Con: It would have only fit three of us. “Anyway, who’s going to be out on a night like this to see me drive it?” He paused. “And where the hell is Ahab?”

  “Here.” I waved my good arm through the tent flap.

  “There was an accident,” Juliette said. He didn’t wait for her to finish. I heard the Soov door open and a pair of feet sloshing through the mud. The tent flap lifted and my father’s round face appeared. He scanned me up and down, methodically, the way scientists do when they’re watching for a deviation in their results.

  “Arm?” he said.

  “And ankle.”

  “Can you put any weight on it?” I tried to wiggle it. Bad idea; pain raced through my leg.

  I shook my head, wondering why it hurt so much when it was other parts of me that felt broken. “And head,” I added.

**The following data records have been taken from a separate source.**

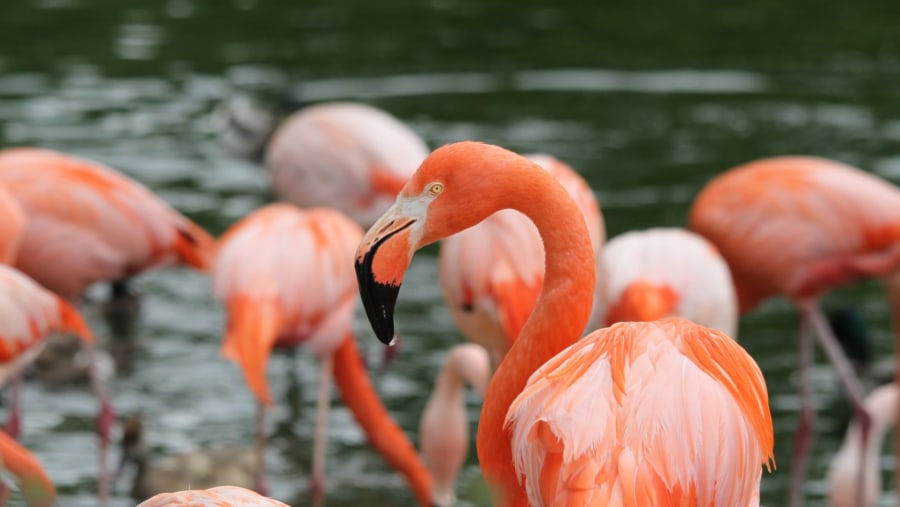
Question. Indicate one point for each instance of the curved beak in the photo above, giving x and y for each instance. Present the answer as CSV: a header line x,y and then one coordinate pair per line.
x,y
381,261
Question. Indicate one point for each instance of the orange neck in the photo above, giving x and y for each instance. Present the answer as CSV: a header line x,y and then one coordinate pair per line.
x,y
383,433
559,317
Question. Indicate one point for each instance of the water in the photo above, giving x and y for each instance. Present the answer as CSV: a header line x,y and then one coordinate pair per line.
x,y
647,101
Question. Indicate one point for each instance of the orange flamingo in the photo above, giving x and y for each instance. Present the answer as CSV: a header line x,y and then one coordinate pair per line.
x,y
585,458
222,496
31,313
881,403
664,272
34,483
491,273
444,427
343,155
286,277
797,227
89,223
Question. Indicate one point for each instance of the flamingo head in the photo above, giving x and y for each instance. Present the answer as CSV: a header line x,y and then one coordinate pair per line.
x,y
456,187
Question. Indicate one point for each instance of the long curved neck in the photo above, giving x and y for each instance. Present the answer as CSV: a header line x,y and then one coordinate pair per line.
x,y
383,433
559,317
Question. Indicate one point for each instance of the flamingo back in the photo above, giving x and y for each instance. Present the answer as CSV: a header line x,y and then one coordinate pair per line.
x,y
644,414
80,197
673,261
799,225
28,313
287,277
222,496
349,156
12,226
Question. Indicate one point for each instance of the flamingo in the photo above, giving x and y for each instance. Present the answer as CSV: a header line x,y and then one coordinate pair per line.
x,y
222,496
663,272
797,227
34,483
881,404
31,313
444,427
491,273
579,452
345,155
88,223
286,277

  He bent down and lifted the towel that was covering the bleeding part of my arm. Then he put it back and looked away. “I’ve seen worse,” he said, but he didn’t sound convincing. “Let’s pull that on a little tighter.” He wrapped the towel around me so I could feel the pressure. Then he reached down and scooped me up. Pain raced through my ankle when it moved. I saw light, but it wasn’t from the car. “Easy,” my dad said. “Easy.” He put me in the back seat of the Soov. My wet clothes stuck to the seat.

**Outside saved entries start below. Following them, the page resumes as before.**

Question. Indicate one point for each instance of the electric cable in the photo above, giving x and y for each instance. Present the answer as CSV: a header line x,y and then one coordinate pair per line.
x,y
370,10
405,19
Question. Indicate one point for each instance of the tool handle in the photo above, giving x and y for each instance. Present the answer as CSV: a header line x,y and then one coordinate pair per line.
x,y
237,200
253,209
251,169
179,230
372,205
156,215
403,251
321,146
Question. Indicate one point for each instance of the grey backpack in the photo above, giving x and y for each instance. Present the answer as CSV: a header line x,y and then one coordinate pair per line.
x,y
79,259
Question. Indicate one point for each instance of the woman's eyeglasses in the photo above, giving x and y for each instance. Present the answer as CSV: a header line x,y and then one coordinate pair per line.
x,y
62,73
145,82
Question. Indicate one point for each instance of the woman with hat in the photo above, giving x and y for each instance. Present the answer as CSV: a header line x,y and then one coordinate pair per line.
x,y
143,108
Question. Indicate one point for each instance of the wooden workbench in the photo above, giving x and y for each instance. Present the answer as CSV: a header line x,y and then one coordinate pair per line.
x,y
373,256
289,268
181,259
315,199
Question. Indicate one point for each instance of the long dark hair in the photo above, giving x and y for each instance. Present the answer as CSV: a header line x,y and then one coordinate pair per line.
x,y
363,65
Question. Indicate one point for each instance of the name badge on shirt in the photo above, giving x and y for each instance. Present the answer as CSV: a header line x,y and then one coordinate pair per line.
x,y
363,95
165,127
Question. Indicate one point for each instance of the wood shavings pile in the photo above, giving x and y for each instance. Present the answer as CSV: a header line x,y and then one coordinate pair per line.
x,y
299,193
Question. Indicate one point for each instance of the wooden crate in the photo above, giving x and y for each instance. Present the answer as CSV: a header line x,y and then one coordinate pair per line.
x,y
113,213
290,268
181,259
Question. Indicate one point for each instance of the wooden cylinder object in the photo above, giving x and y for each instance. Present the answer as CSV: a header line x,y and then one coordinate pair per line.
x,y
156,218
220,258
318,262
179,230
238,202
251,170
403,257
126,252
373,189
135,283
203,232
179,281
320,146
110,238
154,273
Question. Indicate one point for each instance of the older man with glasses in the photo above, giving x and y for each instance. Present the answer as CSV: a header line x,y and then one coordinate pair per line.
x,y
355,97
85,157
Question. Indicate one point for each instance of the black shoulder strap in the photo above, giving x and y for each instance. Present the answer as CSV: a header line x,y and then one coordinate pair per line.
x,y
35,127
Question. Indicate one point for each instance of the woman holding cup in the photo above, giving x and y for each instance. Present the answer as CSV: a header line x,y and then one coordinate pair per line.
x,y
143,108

  “Pack it up, kids,” he said.

  He did not mean me. My friends packed up our gear and loaded it into the Soov while I lay splayed out in the back. He was right: There was room inside for all of us. The Soov even had an attachment for our bikes.

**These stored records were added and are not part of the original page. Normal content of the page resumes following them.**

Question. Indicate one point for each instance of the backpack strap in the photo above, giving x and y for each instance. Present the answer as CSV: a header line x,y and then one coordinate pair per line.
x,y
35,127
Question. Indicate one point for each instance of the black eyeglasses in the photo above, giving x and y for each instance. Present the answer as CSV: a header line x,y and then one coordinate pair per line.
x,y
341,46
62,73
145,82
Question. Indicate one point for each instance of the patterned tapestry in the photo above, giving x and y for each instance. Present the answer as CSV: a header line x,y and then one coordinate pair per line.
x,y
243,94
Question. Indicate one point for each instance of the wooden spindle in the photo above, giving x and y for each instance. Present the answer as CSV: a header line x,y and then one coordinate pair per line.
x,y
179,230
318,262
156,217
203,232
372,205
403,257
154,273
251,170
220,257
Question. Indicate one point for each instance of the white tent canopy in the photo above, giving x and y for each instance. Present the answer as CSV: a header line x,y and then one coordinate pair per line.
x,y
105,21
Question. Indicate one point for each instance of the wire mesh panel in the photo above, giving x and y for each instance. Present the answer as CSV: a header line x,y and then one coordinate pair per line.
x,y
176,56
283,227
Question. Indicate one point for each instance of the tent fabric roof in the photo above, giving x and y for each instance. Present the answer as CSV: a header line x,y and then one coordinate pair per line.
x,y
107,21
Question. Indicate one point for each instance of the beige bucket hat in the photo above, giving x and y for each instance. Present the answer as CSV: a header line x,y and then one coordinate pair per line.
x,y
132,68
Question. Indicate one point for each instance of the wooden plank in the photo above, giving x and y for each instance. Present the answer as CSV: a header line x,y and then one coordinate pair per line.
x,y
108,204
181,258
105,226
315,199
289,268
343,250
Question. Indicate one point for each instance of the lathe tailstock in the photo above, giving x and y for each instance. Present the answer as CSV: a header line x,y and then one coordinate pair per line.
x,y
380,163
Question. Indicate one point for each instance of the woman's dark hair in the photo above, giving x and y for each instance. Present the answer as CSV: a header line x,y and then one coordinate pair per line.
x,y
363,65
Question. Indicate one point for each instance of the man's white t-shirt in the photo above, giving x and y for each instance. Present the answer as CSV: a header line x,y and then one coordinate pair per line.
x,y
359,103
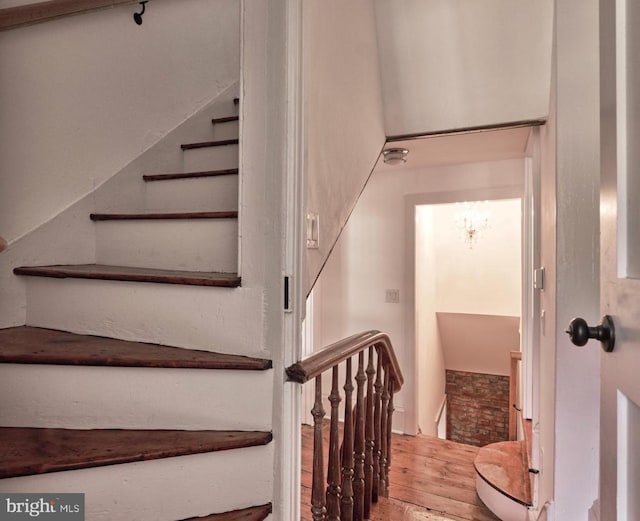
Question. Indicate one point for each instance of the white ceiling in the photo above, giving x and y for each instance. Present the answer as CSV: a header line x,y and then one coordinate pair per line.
x,y
462,64
468,147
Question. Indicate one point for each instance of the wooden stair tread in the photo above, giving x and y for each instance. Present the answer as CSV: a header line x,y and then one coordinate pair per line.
x,y
205,144
503,465
227,119
190,175
159,216
257,513
32,345
123,273
26,451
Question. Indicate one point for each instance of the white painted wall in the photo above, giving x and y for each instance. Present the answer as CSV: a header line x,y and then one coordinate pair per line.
x,y
371,256
465,276
431,366
478,343
343,114
461,64
82,96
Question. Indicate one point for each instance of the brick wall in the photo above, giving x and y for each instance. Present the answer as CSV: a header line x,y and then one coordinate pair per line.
x,y
477,407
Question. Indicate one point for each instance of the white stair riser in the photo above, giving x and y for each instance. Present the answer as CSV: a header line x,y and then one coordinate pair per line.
x,y
165,489
78,397
210,158
198,245
228,130
225,320
203,194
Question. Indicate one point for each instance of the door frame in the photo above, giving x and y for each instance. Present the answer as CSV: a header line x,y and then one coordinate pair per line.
x,y
410,203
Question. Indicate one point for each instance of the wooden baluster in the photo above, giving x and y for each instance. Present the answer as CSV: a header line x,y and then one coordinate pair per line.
x,y
377,451
333,474
389,424
384,446
358,478
347,449
318,509
368,456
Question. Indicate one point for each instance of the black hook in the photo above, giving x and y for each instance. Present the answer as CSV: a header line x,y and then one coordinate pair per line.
x,y
137,17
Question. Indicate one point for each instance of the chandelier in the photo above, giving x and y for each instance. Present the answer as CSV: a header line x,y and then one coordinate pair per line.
x,y
472,220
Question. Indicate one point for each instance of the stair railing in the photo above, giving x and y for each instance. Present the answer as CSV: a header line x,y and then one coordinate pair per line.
x,y
358,465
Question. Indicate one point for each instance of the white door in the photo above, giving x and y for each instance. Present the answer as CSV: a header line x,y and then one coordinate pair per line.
x,y
620,258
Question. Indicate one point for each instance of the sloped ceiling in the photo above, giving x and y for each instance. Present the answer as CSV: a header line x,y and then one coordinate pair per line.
x,y
465,63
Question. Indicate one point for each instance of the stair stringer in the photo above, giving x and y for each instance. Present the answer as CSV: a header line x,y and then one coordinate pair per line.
x,y
69,237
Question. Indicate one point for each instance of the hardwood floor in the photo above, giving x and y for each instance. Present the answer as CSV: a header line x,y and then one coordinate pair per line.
x,y
430,480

  Juliette took the passenger seat. Davy, Leroy, and Delph sat in the wayback, leaving me the whole middle to myself and my ankle, which felt like it was on fire.

  “One of you help Ahab,” my dad said. Between the two front seats, I could see the silhouette of his face. I thought about Derek and his dad, carbon copies of each other. My dad and I were nothing alike—not our hair, not our height, not our ideas about the universe. He’d never saved the world. But he might have tried once. And he’d come north to save me.